Blakeson - Writer

Cardiff-based film, theatre and gig reviews, cultural ramblings, whingeing, short films, etc.

Tuesday, March 13, 2007


An interesting programme on Channel 4 on Sunday night – “The Last Slave”, in which Black Londoner David Monteith went to Nigeria in search of his slave roots, being one of the shockingly few Jamaican-Britons who can trace their family trees back as far as the Middle Passage. In terms of content it contained nothing which couldn’t be gleaned from watching or reading Alex Haley’s “Roots”, apart from the revelation that young people who were deemed to be troublesome, or an economic drain, were routinely sold as slaves by their families, generally to other families who were then free to sell them to British slavers – a disturbing prefiguration of the inadequate parenting which appears to be fuelling contemporary Black urban criminality.
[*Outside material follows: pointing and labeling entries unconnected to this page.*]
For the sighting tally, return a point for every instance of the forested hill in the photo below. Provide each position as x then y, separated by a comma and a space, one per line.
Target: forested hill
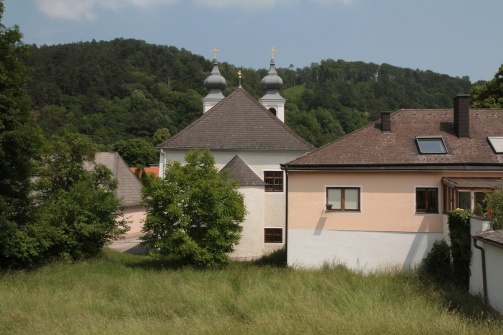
128, 88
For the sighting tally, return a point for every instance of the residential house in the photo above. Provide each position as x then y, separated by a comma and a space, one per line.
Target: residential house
248, 138
128, 190
376, 197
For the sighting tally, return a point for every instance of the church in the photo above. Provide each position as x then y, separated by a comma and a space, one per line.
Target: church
247, 137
The style was irritating – it was full of those faked-up quick-zoom reaction shots beloved of the idiots who put together those “reality” shows starring Paris Hilton; as if the audience is too stupid or insensitive to realise that a man chatting with the perfectly charming descendant of the people who once owned his great-great grandfather, or being shown the instruments of torture with which errant slaves were disciplined might feel a tad disoriented. Depressing and fascinating in equal measure – an important reminder of the need to know your history whilst not being enslaved by it.

Another excellent night at the Cardiff Barfly last week. Headlining were electro-pop duo – with guitar – I Was A Cub Scout, who provided refreshingly raucous and tuneful entertainment. In support were local punk-poppers Working Class Heroes, notable for a charismatic female singer in tight trousers; and Gethin Pearson and the Scenery, who might be categorised as folk-pop, given the presence of a violinist, and steel-guitar player. Tidy.

I’ve finished and submitted the first draft of my screenplay. This is probably the best stage – feeling very happy about a piece of work, before people whose idea it wasn’t in the first place start telling me to change it (more sex, less violence, give us a better defined character arc, dumb down the dialogue, make it so we can film the whole thing in Budapest, up the ante in the second act, create a role for a young George Clooney type, less sex, more violence, make it more like the first draft) and it eventually transpires that it’s never going to be produced anyway. Still, at least, since I haven’t been paid, I don’t need to worry about being rocketed into a stratospheric tax-bracket.